Let's plot it now, and see that each door is picked about a third of the time.

In [3]:
import seaborn as sns
import matplotlib.pyplot as pl

pl.figure(figsize=(10, 6))
sns.set(style="darkgrid")
ax = sns.countplot(y=tenthous)
pl.show()

Simulate the game

Let's simulate the game now. Let's:

  1. Pick a door to put the car behind.
  2. Have the contestant pick a door.
  3. Have the show host open one of the other doors to reveal a goat.
  4. Ask the contestant if they want to switch.
  5. See how often the contestant wins.

The question we're looking to answer is whether staying with your original pick makes a difference.

In [4]:
# A function to simulate a game and tell us if the contestant wins.
def simulate(stay=True):
    doors = ['red', 'green', 'blue']
    
    # Put the car behind a random door.
    car = random.choice(doors)
    
    # Have the contestant pick a door.
    pick = random.choice(doors)
    
    # Open a door with a goat.
    show = random.choice([door for door in doors if door != car and door != pick])

    # Figure out which door was not opened or picked.
    notopen = [door for door in doors if door != pick and door != show][0]
    
    return (car == [pick, notopen][not stay])

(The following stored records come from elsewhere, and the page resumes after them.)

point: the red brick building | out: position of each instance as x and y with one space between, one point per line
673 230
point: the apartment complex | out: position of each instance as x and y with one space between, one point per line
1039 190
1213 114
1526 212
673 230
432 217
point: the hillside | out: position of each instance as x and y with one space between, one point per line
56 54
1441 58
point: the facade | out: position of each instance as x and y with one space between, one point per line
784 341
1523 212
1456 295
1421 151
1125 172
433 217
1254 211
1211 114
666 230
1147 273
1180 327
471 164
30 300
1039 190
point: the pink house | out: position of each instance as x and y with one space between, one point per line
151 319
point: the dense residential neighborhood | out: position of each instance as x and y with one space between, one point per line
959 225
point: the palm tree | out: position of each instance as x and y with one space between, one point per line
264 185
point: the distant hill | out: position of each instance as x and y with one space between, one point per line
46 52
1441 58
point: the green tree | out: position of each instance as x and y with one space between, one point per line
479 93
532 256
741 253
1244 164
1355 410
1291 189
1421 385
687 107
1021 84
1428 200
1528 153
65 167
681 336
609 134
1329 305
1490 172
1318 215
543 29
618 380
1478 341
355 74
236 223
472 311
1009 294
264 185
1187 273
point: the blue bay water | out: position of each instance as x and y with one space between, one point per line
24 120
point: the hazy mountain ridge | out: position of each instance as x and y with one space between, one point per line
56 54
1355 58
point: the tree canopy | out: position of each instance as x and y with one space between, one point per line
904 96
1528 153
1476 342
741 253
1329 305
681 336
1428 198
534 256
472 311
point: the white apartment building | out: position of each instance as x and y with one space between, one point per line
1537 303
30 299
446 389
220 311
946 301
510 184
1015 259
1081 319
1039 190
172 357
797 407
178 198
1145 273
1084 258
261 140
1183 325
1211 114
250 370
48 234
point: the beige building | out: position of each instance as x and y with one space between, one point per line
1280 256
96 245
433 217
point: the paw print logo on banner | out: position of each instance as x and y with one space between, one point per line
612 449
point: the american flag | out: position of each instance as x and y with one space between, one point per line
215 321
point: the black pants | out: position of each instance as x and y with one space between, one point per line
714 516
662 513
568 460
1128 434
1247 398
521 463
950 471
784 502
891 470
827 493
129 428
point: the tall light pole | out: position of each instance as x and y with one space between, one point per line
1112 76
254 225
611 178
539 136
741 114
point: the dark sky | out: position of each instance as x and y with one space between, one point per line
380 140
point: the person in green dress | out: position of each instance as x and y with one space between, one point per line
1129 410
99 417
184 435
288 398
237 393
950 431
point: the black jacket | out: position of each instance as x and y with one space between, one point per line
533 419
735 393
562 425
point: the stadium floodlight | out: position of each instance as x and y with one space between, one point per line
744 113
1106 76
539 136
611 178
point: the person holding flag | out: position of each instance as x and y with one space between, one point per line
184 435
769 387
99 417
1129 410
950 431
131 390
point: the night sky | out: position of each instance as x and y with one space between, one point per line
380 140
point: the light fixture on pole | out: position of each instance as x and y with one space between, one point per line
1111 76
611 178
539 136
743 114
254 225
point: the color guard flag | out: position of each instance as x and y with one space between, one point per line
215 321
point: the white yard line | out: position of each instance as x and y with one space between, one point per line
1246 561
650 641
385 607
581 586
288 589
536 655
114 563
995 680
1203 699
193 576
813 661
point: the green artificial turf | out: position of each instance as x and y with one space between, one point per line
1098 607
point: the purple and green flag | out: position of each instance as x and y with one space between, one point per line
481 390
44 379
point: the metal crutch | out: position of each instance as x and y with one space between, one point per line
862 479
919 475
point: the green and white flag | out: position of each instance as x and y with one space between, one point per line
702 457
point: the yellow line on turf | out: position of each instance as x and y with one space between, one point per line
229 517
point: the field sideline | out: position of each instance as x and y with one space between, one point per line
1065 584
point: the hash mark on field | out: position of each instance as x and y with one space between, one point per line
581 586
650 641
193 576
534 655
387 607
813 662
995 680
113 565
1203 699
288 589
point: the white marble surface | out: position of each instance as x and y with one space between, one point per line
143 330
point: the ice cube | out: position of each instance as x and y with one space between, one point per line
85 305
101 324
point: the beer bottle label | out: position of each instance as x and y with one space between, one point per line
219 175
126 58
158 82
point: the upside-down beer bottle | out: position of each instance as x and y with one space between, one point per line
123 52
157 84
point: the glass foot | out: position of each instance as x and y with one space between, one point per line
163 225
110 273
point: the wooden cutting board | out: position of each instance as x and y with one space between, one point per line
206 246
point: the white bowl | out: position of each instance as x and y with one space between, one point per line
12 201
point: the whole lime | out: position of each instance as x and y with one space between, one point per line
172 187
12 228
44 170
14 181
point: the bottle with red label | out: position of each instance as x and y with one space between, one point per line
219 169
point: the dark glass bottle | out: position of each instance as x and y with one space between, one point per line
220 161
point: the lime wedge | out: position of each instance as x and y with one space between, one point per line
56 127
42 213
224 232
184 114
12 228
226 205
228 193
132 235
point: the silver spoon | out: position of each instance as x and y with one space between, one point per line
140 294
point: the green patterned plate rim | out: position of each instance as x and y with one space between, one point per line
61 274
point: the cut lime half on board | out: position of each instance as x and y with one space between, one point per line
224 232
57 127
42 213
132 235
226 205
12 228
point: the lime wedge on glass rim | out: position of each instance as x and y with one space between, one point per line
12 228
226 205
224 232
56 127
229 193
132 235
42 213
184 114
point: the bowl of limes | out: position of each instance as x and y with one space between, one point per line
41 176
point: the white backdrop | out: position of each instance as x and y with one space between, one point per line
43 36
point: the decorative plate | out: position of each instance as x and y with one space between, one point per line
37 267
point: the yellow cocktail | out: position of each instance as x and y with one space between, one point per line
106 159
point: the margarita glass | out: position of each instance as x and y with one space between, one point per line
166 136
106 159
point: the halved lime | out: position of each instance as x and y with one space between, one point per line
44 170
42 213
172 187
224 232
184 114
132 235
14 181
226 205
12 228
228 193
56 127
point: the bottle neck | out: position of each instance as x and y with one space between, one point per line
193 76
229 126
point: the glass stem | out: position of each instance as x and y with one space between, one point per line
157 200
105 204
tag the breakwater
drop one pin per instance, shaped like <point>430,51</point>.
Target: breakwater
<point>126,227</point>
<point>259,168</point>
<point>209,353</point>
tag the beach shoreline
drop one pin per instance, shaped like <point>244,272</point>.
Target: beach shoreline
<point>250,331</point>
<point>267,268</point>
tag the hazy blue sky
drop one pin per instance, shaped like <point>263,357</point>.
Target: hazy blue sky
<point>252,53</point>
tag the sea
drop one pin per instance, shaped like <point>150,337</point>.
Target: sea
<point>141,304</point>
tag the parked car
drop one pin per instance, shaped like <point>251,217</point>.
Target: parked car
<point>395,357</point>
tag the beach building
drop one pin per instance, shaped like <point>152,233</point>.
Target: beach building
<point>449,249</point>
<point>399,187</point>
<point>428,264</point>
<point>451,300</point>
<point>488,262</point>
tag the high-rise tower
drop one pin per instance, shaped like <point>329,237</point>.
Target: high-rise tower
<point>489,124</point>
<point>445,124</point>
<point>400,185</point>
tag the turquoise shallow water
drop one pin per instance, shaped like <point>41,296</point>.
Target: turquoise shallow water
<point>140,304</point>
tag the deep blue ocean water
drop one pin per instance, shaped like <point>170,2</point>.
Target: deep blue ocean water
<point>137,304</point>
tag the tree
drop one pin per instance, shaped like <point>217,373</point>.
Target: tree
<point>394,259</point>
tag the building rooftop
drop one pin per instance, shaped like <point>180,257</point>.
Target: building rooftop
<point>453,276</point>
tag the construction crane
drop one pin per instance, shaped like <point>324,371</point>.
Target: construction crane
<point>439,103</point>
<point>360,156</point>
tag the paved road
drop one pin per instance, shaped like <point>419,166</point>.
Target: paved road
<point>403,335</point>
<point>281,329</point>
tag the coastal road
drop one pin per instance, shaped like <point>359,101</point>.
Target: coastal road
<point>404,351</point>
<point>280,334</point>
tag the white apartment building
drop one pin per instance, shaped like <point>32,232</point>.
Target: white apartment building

So, we can simulate a game in which the contestant stays with their original pick by running the following. A return value of True means they won the car, False means they didn't.

In [5]:
simulate(stay=True)
Out[5]:
True

Ten thousand times each

Let's run the game 10,000 times where the contestant stays, and then 10,000 where they switch. Then we'll see how often they win in each case.

In [6]:
staying = [simulate(stay=True) for i in range(10000)]

Let's plot the result of staying.

In [7]:
ax = sns.countplot(y=staying)
pl.show()

Looks like when the contestant stays, they win only about a third of the time.

In [8]:
switching = [simulate(stay=False) for i in range(10000)]
In [9]:
ax = sns.countplot(y=switching)
pl.show()

Looks like you win two thirds of the time if you switch.

End